One of these ways is early admission. Early admission policies allow students to apply in the fall to their favorite schools, and in return, those students must commit earlier to attend these schools. That seems harmless enough on the surface. In fact, a senior year of high school where one already has college plans sorted sounds like a lot of fun.
The problem is, information on financial aid packages is still not available until the spring. If the amount of financial aid offered could influence your decision (aka, paying full price is not an option for you), then you may not be able to commit early. This is one way that colleges can ensure they are getting students that can contribute more in tuition.
A second way is by offering merit-based scholarships rather than need-based scholarships. How could offering more scholarships be bad for poorer students? Seems crazy, right? This is how it could work. A $5000 merit-based scholarship for a student that can pay the remaining $20000 is far better for the school than offering a $20,000 need-based scholarship for a student that can only pay $5000. With that $20,000 need-based scholarship, the school can offer four $5000 merit scholarships, bringing in $80,000 in tuition.
This is especially helpful for state-owned schools, where out-of-state students pay a much higher price. Giving them a merit-based scholarship may convince them to attend, when they will actually still pay much more than the average student. According to a May study by the New America Foundation, the percentage of students at private universities that received merit-based aid increased from 24% to 44% from 1995-97 to 2006-07, while the percentage receiving need-based scholarships decreased from 43% to 42%.
Along similar lines, the increase in student loan limits seems at first like a measure that should help low-income students. In reality, however, the increase in student loan limits has come with rising tuitions. There are many reasons for those rising costs, as we’ve discussed in past posts, but the net result is that low-income students graduate with much more debt than in the past. Students graduated with an average annual debt load of $35,200 this year, according to research from Fidelity Investments.
So what’s happened as a result of all this? Unsurprisingly, high-performing students from lower income backgrounds are less likely to attend prestigious schools. This has some serious consequences for those students. Similarly performing students that attend more selective universities have better chances of graduating and higher lifelong earnings.
According to research from the Georgetown Public Policy Institute, students with SAT scores of 1100-1199 that attended one of the 468 most selective schools had an 81% graduation rate, while those that attended open access two and four year schools had graduation rates of only 53%. Ten years after finishing schools, the graduates from the selective programs made $67,000 a year, on average, compared to $49,000 for those attending less selective schools.
The new ranking system that the Education Department is working on may address some of these issues. It will be tough to reach the proper balance in that ranking, as we’ve highlighted before, but it is a project worth pursuing.

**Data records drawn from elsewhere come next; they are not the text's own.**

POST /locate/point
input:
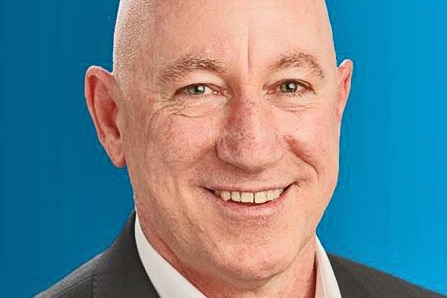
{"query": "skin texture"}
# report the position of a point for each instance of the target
(243, 132)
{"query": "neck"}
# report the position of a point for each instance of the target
(299, 280)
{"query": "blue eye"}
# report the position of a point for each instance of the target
(290, 87)
(196, 89)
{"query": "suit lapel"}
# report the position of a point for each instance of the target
(349, 285)
(121, 273)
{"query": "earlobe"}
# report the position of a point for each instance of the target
(101, 96)
(344, 85)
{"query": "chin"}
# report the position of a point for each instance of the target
(253, 266)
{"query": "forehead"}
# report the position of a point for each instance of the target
(238, 32)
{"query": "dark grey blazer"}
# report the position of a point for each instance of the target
(118, 272)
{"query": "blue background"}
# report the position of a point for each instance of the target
(62, 201)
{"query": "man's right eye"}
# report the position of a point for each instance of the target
(197, 89)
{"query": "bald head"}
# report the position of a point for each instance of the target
(142, 24)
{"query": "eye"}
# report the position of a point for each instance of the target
(292, 87)
(197, 90)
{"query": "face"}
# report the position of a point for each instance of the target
(230, 131)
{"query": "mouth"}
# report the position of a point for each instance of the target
(250, 198)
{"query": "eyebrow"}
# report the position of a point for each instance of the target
(300, 60)
(193, 62)
(189, 63)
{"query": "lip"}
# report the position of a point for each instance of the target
(236, 209)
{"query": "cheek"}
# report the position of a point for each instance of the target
(313, 138)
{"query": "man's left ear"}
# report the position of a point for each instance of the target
(344, 77)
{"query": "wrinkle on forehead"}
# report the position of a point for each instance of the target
(136, 26)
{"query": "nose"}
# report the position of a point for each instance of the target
(250, 140)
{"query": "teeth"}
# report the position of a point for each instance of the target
(236, 196)
(250, 197)
(247, 197)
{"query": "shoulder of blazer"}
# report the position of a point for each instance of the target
(356, 280)
(117, 272)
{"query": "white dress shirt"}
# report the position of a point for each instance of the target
(169, 283)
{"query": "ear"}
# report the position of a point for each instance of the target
(344, 77)
(101, 94)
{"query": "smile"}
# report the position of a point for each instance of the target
(254, 198)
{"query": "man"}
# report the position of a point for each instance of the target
(227, 115)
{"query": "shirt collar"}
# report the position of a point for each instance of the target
(169, 283)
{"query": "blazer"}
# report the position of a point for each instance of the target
(118, 272)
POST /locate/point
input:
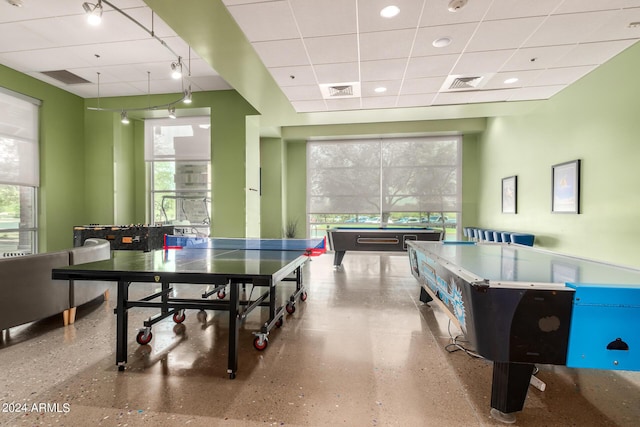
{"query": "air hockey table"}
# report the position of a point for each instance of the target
(519, 306)
(390, 238)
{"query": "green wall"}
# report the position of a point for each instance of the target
(296, 186)
(595, 120)
(61, 203)
(116, 178)
(272, 154)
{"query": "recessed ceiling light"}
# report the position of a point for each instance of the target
(390, 11)
(442, 42)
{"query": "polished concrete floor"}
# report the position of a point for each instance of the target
(361, 351)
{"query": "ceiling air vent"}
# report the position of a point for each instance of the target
(65, 77)
(340, 90)
(455, 83)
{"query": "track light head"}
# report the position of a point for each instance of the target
(94, 12)
(176, 69)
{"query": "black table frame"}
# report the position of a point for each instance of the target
(237, 308)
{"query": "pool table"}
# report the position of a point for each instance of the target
(391, 238)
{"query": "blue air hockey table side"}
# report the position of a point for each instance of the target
(519, 306)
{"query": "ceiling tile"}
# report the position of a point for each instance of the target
(379, 102)
(389, 69)
(568, 29)
(416, 100)
(618, 26)
(460, 34)
(593, 53)
(232, 2)
(369, 19)
(368, 89)
(482, 62)
(424, 85)
(334, 73)
(497, 81)
(436, 13)
(561, 76)
(309, 106)
(282, 53)
(451, 98)
(326, 17)
(492, 95)
(540, 92)
(343, 104)
(302, 93)
(293, 76)
(266, 21)
(577, 6)
(536, 57)
(332, 49)
(503, 34)
(506, 9)
(386, 44)
(431, 66)
(204, 83)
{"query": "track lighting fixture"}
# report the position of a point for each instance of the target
(94, 15)
(176, 69)
(94, 12)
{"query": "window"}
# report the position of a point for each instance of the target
(19, 173)
(179, 154)
(407, 181)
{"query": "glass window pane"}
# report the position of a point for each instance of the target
(376, 181)
(17, 243)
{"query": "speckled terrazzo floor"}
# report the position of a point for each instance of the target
(361, 351)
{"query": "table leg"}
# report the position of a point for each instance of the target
(122, 321)
(234, 308)
(509, 388)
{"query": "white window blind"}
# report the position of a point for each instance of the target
(19, 159)
(384, 175)
(181, 139)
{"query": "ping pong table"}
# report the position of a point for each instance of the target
(217, 263)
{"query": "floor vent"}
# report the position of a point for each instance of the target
(65, 77)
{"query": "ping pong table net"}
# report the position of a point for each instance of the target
(309, 247)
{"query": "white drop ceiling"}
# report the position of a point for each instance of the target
(54, 35)
(304, 44)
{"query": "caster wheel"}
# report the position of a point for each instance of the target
(260, 343)
(144, 339)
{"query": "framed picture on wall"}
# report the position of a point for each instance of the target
(565, 179)
(509, 194)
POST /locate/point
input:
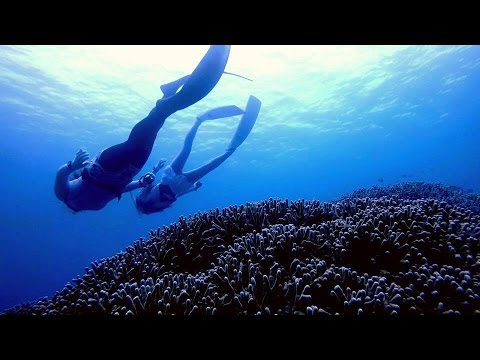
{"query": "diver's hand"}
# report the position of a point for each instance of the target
(160, 164)
(147, 179)
(81, 159)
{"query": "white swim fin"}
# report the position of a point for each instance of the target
(221, 112)
(246, 122)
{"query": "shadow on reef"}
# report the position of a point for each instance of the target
(411, 248)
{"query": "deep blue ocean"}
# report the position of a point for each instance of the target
(333, 119)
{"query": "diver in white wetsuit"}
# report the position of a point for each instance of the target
(111, 173)
(174, 181)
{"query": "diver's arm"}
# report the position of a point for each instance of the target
(134, 185)
(144, 181)
(62, 184)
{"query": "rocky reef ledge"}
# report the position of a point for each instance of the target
(411, 248)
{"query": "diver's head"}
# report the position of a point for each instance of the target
(163, 199)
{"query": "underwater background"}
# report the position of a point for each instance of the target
(333, 119)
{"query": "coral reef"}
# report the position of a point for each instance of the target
(406, 249)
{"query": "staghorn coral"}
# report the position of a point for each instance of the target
(385, 255)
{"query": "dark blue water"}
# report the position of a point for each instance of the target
(412, 115)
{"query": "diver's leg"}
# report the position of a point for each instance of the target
(179, 162)
(139, 145)
(202, 80)
(196, 174)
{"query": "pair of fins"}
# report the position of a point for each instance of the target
(213, 64)
(246, 123)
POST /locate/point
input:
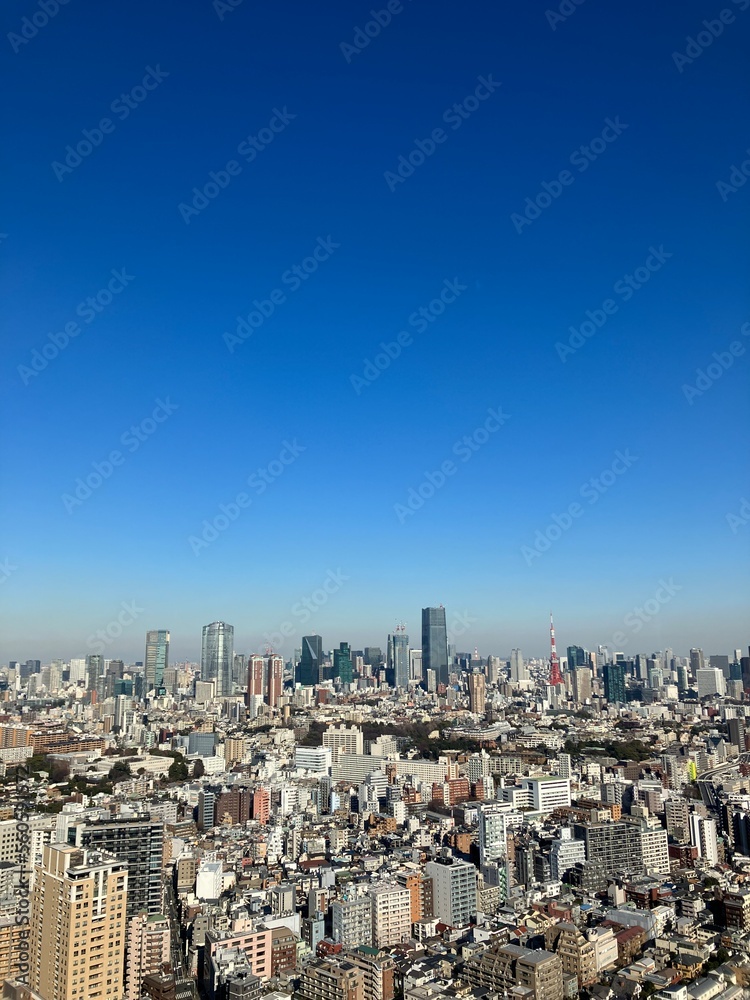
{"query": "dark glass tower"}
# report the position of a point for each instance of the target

For the record, the New America Report highlighted the fifteen schools below for being particularly generous in offering need-based aid, so for any of you out there looking at colleges, keep these guys in mind: Amherst College, Vassar College, Grinnell College, Williams College, MIT, Wellesley College, Cooper Union, Stanford University, University of Richmond, Pomona College, Rice University, Cornell University, Bowdoin College, Wesleyan University, and Dartmouth College.